Afrika menekşesinden esinlenerek "Menekşe" adlı verilen ve hedefi Afrikalı göçmenlerin inanç ve ritüele dayalı insan kurban etme, cadı ve şeytan çıkartma ritüellerini engellemek olan operasyonun başındaki emniyet amiri Chris Bourlet, rahibin bir istisna olmasını çok isterdi elbette. Halbuki son birkaç aydır İngilizlerin diğer Avrupalı meslektaşlarıyla yürüttüğü işbirliği, onun hiç de bir istisna olmadığını, Afrikalıların bir arada bulunduğu yerleşimlerde, cadılık ve büyücülüğün çok yaygın bir inanış olduğunu ve gerek polislerin, gerekse sosyolog ve kriminologların bu geleneklerle ilgili ciddi bilgi eksikliği nedeniyle soruşturmalarda pek başarılı olamadıklarını gösterdi.

İngilizler, Menekşe Operasyonu kapsamında, son beş yılda akıl almaz işkencelere uğrayan, hatta bazıları ölen 31 çocuğun, aslında kindala suçlamasıyla karşı karşıya kaldığını ortaya çıkarttılar.
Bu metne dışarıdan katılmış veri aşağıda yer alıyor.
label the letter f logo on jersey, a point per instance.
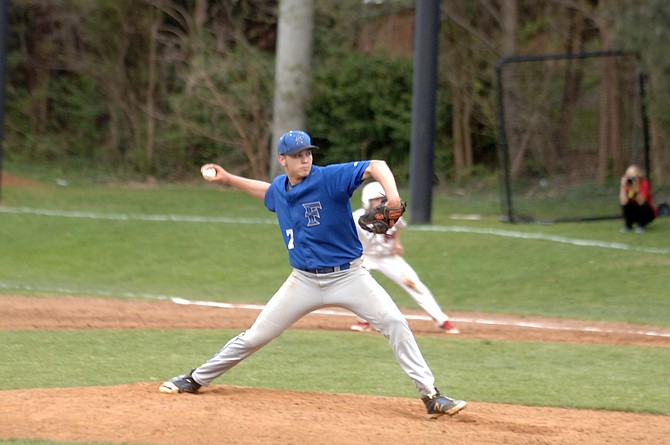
(312, 213)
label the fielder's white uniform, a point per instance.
(378, 255)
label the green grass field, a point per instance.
(188, 241)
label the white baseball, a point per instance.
(209, 173)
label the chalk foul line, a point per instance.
(484, 321)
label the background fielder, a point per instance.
(383, 252)
(313, 208)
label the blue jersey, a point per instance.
(315, 215)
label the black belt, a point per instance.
(330, 269)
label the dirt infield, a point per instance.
(224, 414)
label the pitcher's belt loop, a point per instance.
(330, 269)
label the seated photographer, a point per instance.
(636, 200)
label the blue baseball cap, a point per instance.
(294, 142)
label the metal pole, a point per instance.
(292, 71)
(426, 36)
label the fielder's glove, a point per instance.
(378, 219)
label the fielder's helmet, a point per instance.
(371, 191)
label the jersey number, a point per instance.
(289, 233)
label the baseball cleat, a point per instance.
(449, 328)
(180, 384)
(361, 326)
(439, 405)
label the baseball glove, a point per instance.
(378, 219)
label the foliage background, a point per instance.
(149, 89)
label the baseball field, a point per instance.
(108, 290)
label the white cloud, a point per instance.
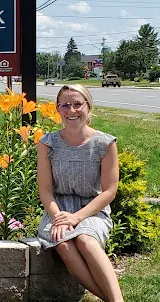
(81, 7)
(48, 27)
(125, 14)
(134, 23)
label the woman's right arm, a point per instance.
(45, 181)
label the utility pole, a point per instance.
(48, 68)
(28, 62)
(103, 50)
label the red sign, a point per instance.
(10, 32)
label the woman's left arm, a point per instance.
(109, 183)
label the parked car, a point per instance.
(49, 82)
(111, 79)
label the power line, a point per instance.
(114, 1)
(43, 4)
(117, 33)
(102, 17)
(38, 9)
(109, 6)
(86, 44)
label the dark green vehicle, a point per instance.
(111, 80)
Yapılan incelemeler, ortadan kaybolan ve sahte pasaportlarla ülkeye giriş yapılması nedeniyle izlenemeyen yüzlerce küçük zenci çocuğun kindala kurbanı olabileceğini gösteriyor. Aslında Hollanda’nın Nulde Gölü’nden çıkartılan kafasız küçük kız cesedi, bunu izleyen Belçika, Almanya ve İskoçya’nın göl ve ırmaklarından çıkartılan kafasız, kolsuz, bacaksız küçük bedenler sadece yerel basının ilgisini çekmemiş ve uluslararası platformlara taşınabilmiş olsaydı, belki daha hızlı yol alınabilir ve birçok cinayet engellenebilirdi.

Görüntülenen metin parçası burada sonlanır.